Secret 'Armageddon Plan' in Motion on 9/11
April 25 -- For 20 years, unbeknownst to most of the public, U.S. officials and private citizens have rehearsed a secret plan to preserve America's government if Washington or other key cities were somehow wiped out, and perhaps even to take control of the government if the nation's top leaders were lost.
"This is the story of how the United States, in the Reagan administration, planned to set up a new presidency, a new leadership for the country at time of nuclear war, in a way that was never authorized by the Constitution or any federal law," said James Mann, who wrote about the so-called Armageddon plan in a recent issue of The Atlantic Monthly. Some details earlier had been reported in The Washington Post.
"The Reagan administration set up three teams," Mann said. "Each team had about 50 federal officials. And it had a chief of staff, and it had a Cabinet member who was going to be the next president. And if nuclear war seemed imminent, these three teams would be sent out from Washington, to different locations around the country. And in succession, each one could take over the running of the country."
War Games and Reality
Key figures in the plan — who served as senior staffers for the Reagan, Clinton and both Bush administrations — participated in what for years were just exercises, war games, which they discussed recently with ABCNEWS' Nightline.
One of those senior staffers was serving in the White House on Sept. 11, 2001, when a version of the Armageddon plan was actually put into effect — most likely for the first time.

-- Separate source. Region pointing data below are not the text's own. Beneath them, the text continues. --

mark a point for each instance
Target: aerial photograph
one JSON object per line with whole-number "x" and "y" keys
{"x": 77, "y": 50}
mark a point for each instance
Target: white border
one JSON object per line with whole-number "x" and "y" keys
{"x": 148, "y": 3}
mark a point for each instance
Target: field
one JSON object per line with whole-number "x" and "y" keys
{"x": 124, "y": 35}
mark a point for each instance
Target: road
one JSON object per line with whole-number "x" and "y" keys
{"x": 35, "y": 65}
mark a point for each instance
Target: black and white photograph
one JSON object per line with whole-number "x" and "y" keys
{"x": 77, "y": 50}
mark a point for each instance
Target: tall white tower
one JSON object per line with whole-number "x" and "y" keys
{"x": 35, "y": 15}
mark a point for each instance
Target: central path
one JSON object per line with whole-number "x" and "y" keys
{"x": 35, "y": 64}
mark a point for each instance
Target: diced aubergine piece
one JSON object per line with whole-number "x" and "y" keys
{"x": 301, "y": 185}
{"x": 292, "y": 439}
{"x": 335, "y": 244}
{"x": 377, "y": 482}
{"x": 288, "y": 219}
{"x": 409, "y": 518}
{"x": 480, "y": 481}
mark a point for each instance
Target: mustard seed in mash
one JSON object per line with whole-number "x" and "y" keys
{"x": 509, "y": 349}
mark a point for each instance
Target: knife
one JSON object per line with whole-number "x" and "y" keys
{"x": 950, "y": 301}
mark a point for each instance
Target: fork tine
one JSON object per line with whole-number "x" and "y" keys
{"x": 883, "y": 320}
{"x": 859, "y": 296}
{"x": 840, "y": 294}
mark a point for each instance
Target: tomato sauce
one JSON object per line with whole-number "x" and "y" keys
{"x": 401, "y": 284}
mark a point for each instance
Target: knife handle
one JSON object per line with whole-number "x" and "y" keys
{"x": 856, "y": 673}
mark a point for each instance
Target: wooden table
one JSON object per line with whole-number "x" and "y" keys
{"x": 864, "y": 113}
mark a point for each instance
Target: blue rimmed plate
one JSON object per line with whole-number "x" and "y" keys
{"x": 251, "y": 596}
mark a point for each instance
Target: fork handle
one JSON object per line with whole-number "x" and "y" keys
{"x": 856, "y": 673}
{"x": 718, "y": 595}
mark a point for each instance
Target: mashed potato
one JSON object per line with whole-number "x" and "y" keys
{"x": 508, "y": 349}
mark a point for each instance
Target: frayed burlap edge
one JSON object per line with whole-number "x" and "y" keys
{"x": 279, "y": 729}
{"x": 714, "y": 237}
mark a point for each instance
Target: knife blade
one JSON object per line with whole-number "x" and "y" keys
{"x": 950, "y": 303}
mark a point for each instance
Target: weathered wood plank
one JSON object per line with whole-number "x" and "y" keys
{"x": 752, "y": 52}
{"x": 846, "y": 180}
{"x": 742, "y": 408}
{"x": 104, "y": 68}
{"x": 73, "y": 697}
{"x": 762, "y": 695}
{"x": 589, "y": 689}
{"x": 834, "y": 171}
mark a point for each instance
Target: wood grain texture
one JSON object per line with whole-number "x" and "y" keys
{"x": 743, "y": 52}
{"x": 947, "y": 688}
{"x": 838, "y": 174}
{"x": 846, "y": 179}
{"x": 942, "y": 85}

"On the morning of 9/11, the entire continuity-of-government program was activated," said Richard Clarke, former U.S. counterterrorism chief under Presidents Clinton and George W. Bush, and an ABCNEWS consultant. "Every federal agency was ordered, on the morning of 9/11, to activate an alternative command post, an alternative headquarters outside of Washington, D.C., and to staff it as soon as possible."